Tony’s Mexican Restaurant in Garden Oaks keeps recipes super classic, like their ground beef enchiladas. Their greatest hit is the peppery al carbon mini street tacos that magically melt into the flour tortillas. And most importantly, the frozen margaritas here taste like candy and happiness. This no-frills spot has been open since the ‘90s, is filled with longtime regulars, and at least one of them will be at least one group celebrating a birthday at any given time. But even on your first visit here, the formally dressed staff wastes no time making you feel welcome, like you’ve been coming here since they first opened their doors.

At Candente, a Tex-Mex restaurant in Montrose, there are hits and misses, but with the right combination plate or some sizzling fajitas, a meal here can be a good time. The dining room has some industrial/diner vibes, but the breezy patio feels like a modern lunch spot that’s fitting of the artsy neighborhood. While there are some traditional Mexican dishes at Candente, you should stick to Tex-Mex pillars here, like skirt steak fajitas, brisket enchiladas, and frozen margaritas.

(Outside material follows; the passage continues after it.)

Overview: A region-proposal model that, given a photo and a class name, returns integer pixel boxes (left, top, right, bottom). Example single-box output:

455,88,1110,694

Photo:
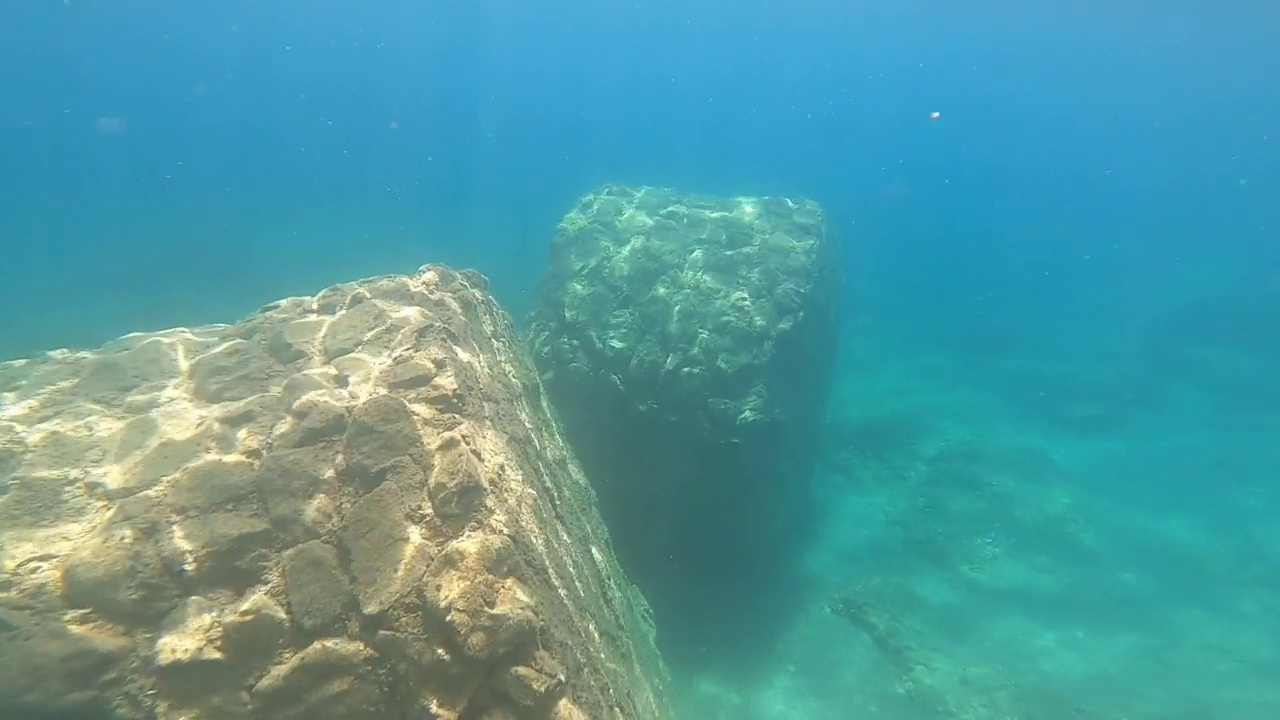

Not much has changed about Mi Sombrero since it opened in 1978, and we’re kind of into that. The rough-around-the-edges interior is part of the charm, as are the rock-bottom prices. You’ll find all the classic Tex-Mex standards here: actually spicy salsa, multiple dishes covered in hot queso, employees who know every regular diner’s order by heart, and an endlessly convertible dining room in case you roll up with more than 10 people. Go to Mi Sombrero if you’re looking for classic, quick and dirty, Houston Tex-Mex, especially if you live around the Garden Oaks area.